Grover DePriest is the new NRCS Supervisory District Conservationist for Marion, McPherson, and Rice counties.
Working out of the Marion office at the USDA Service Center, he assumed the position four weeks ago, replacing Gary Schuler, who retired in November.
DePriest still was settling in Monday and expressed appreciation for the people with whom he will be working.
“I’ve stepped into a good position here,” he said. “We have some really good help.”
He was referring to technicians Doug Svitak and Dale Ehlers, grass expert Doug Spencer, and office manager Betty Richmond.
DePriest came to Marion from a conservation district at Savannah in northwest Missouri, where he served as a technician for 18 years, doing survey and design of conservation projects, before taking a supervisory role.
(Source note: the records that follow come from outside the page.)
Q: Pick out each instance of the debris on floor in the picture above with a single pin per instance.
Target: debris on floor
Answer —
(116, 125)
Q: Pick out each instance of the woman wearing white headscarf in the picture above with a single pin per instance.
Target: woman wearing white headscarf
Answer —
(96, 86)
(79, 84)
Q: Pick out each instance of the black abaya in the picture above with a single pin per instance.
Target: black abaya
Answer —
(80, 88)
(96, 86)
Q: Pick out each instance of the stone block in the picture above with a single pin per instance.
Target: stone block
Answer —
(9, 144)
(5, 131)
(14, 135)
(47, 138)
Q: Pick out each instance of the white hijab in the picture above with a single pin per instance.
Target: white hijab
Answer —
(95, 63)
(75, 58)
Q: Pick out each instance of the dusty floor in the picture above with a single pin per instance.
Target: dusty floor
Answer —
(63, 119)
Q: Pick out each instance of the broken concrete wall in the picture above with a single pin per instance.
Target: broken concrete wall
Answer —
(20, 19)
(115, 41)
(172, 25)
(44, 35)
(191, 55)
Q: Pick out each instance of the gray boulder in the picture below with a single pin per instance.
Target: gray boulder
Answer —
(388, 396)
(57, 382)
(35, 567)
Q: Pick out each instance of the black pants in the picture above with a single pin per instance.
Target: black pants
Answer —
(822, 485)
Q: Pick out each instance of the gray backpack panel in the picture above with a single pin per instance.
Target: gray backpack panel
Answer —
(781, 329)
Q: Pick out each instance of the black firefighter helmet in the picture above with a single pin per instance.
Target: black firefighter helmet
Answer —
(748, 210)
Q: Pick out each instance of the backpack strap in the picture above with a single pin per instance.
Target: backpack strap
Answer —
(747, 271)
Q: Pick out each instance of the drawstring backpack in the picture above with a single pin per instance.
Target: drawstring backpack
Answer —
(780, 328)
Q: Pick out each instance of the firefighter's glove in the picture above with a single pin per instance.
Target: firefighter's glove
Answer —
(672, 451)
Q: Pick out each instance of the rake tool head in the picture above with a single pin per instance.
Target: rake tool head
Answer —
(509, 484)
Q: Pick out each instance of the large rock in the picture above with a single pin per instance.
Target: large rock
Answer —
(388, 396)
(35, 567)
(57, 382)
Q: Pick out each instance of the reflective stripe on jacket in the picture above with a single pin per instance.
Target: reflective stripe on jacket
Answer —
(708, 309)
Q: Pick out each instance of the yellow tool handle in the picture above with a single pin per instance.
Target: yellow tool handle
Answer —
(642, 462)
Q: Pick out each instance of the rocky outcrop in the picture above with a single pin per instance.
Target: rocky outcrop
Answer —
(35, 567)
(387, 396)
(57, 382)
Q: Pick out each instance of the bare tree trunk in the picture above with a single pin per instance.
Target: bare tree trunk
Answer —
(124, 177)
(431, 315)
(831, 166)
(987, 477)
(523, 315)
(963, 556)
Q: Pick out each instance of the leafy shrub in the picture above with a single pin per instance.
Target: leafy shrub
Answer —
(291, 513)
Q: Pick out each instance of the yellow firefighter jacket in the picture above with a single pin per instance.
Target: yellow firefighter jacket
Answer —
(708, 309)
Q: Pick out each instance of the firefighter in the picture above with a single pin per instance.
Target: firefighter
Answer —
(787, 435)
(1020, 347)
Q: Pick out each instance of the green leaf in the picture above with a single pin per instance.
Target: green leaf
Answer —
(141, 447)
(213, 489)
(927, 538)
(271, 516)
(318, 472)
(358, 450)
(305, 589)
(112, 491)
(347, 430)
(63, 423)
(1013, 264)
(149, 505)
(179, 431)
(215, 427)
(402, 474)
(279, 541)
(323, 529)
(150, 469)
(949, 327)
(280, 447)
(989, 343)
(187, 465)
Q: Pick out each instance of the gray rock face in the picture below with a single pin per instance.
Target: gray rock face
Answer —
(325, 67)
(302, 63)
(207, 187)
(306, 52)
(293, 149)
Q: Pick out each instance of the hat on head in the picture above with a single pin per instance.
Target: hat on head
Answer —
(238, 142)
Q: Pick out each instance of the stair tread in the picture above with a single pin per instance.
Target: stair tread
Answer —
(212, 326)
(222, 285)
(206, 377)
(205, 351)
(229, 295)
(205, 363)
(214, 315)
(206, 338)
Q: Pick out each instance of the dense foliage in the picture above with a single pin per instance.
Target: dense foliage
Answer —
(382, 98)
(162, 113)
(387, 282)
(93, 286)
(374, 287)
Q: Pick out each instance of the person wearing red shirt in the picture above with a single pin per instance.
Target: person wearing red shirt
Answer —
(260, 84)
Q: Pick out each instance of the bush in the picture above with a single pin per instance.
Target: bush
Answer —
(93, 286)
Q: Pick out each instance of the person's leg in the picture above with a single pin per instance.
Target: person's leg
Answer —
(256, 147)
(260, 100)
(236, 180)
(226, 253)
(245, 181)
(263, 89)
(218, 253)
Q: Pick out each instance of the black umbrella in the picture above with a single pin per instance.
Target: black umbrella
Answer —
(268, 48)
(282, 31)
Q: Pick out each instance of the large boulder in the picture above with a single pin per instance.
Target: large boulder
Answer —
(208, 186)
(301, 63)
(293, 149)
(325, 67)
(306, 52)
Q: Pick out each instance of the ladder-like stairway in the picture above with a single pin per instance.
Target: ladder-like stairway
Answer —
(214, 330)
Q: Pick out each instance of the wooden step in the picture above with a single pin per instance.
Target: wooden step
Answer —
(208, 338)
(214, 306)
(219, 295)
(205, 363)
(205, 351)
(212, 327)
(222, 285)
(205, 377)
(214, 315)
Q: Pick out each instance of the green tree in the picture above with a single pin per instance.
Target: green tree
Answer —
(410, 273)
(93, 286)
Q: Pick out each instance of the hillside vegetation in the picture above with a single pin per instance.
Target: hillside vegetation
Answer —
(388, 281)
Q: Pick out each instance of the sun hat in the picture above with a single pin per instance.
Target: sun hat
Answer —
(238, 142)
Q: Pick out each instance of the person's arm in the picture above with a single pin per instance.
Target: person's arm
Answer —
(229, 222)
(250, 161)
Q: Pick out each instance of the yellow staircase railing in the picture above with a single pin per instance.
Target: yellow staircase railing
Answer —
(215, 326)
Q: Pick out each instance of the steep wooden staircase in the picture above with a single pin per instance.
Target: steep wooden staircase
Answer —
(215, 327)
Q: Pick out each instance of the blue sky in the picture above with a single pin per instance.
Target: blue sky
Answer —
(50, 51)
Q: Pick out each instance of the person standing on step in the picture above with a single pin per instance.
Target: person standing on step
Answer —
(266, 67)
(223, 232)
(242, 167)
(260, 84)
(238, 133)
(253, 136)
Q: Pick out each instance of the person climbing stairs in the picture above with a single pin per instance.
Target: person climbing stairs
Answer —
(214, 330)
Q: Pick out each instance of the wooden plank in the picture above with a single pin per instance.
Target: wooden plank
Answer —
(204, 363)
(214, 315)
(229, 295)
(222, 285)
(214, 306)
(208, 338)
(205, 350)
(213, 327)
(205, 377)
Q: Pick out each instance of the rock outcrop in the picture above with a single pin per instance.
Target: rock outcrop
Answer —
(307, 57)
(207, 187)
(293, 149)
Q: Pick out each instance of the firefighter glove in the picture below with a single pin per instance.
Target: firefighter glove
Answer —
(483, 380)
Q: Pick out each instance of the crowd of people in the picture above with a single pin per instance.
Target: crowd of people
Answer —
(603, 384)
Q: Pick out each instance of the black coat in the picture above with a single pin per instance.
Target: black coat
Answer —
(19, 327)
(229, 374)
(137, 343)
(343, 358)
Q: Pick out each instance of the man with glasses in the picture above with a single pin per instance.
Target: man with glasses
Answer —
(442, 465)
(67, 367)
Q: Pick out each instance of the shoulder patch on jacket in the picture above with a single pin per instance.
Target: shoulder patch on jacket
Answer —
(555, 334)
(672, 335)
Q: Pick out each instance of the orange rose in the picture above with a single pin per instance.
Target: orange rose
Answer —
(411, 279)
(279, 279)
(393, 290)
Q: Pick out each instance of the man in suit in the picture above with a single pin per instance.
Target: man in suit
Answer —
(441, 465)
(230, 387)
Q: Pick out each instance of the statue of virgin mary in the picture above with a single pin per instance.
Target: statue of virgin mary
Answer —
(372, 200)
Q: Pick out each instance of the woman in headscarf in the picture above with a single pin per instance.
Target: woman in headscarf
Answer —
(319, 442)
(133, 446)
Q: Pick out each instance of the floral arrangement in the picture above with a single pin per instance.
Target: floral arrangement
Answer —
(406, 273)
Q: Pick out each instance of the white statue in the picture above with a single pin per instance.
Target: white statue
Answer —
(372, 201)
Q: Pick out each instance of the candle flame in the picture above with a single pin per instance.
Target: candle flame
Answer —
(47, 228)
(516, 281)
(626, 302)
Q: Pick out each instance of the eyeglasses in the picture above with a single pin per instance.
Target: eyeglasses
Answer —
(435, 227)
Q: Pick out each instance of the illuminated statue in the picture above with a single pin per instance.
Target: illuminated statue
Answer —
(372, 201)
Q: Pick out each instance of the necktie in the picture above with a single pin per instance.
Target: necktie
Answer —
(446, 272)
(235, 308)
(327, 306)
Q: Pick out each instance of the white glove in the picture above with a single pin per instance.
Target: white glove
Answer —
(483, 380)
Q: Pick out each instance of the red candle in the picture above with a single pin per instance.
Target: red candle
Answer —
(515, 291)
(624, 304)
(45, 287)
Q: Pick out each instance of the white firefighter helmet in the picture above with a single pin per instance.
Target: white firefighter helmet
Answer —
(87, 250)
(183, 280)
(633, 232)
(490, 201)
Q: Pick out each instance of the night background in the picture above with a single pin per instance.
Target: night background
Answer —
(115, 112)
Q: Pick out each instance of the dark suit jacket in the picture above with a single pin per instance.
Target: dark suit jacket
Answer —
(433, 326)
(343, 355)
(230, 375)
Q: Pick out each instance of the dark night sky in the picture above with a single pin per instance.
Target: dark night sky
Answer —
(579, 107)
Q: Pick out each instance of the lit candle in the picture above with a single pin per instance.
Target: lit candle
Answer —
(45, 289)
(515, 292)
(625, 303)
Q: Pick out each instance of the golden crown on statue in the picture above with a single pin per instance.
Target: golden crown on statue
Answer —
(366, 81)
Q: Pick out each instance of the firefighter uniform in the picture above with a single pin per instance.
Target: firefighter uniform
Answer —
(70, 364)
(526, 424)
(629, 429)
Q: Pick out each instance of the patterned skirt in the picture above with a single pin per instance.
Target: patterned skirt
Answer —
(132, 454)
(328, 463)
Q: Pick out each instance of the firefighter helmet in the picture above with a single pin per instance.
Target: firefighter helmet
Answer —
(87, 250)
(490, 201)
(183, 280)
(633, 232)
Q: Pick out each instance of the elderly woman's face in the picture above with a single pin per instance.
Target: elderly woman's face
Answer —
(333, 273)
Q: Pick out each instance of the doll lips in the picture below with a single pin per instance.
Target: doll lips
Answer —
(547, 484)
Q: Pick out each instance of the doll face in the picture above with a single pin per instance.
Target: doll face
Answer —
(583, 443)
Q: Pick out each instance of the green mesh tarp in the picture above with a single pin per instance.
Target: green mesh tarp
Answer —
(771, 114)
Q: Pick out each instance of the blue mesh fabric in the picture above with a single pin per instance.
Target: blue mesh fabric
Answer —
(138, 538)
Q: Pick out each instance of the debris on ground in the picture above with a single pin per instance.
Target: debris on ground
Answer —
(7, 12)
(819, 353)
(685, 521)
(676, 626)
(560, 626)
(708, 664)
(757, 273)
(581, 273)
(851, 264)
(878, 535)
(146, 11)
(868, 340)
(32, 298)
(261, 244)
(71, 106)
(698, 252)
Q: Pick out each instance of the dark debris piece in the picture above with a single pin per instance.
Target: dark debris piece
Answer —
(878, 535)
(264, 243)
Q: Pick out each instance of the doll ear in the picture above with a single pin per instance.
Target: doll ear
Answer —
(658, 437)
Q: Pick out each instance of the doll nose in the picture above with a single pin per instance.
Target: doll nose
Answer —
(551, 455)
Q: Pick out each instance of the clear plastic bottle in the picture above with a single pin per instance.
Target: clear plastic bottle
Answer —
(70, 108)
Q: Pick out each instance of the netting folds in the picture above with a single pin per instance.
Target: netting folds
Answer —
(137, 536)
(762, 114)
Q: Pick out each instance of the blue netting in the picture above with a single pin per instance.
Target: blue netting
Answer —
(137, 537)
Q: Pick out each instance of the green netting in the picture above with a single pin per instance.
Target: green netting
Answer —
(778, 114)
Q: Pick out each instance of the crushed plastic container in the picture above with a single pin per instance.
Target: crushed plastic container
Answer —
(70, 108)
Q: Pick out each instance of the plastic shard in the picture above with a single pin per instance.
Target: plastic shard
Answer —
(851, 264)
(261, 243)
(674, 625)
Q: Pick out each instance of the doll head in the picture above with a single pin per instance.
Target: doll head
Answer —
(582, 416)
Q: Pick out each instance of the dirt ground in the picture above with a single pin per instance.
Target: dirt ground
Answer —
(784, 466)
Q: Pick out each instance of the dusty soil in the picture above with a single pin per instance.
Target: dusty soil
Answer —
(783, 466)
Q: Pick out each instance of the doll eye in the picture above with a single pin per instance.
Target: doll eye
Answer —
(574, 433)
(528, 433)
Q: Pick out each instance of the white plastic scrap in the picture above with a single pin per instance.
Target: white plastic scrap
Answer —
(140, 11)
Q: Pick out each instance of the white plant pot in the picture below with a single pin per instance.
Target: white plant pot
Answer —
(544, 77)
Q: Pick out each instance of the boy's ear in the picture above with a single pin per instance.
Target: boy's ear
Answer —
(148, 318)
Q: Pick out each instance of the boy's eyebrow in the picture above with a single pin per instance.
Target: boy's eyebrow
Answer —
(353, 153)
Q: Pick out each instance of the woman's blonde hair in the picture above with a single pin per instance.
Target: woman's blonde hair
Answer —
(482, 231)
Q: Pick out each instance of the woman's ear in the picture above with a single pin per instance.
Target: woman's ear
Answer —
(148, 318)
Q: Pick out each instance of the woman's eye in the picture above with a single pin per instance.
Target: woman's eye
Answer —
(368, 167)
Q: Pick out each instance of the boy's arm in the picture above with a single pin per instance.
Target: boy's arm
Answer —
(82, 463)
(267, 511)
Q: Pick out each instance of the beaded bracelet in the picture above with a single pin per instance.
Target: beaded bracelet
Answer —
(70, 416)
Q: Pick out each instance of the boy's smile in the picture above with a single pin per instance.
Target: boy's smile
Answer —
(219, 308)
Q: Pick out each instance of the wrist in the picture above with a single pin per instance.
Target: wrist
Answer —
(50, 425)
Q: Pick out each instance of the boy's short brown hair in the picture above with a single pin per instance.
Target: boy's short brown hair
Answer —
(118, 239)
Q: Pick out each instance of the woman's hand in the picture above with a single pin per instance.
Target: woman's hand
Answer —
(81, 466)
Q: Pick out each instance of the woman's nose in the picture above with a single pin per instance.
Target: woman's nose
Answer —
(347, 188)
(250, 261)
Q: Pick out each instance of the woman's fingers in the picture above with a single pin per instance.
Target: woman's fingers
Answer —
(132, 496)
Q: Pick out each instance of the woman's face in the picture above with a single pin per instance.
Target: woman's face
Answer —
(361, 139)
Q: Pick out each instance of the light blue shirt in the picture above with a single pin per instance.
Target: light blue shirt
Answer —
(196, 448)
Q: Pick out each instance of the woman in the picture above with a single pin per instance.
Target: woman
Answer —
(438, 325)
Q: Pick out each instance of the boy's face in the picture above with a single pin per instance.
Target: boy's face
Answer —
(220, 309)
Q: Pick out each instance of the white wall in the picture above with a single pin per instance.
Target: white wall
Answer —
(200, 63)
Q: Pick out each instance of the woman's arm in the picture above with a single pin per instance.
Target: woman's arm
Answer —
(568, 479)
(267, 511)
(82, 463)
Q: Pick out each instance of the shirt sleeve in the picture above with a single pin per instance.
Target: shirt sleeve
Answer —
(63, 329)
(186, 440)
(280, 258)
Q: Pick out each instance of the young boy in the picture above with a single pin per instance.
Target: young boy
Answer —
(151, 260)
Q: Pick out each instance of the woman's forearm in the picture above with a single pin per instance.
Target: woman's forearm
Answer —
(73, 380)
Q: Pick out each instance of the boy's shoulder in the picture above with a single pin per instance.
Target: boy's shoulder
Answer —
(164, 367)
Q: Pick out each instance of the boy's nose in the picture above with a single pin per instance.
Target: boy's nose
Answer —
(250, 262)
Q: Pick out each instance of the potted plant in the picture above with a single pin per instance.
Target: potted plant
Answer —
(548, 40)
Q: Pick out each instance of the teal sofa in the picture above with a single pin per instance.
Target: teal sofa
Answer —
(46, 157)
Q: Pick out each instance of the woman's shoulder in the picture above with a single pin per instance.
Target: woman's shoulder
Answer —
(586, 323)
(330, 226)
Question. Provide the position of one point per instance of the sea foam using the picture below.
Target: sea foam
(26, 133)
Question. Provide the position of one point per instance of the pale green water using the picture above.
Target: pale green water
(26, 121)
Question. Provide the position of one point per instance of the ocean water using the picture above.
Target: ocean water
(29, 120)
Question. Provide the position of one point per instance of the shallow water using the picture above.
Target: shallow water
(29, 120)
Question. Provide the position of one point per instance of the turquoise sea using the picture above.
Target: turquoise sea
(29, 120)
He and his wife, Sondra, own a 500-acre farm in Missouri in partnership with a son. He said owning a farm is a benefit.
“I feel like I can communicate with farmers because of my own experiences,” he said. “On the other hand, I’m learning from others, so it’s a two-way street.”
The couple plans to soon move to Marion. Sondra is a certified public accountant and plans to keep in touch with clients through e-mail and faxes. They have three grown children.
DePriest said he took the job in Marion because it is something different and gives him more responsibility. He oversees implementation of federal initiatives including the Environmental Quality Incentives Program (EQIP) and Wildlife Habitat Incentives Program (WHIP).
He comes from an area in Missouri where no-till is popular. The area has Loess soil, a highly productive type that is used mainly for row crops.
DePriest’s goal is to see an increase in no-till farming in this area. He said no-till can work in all soil types, although it may take three to five years to become effective in heavier soils.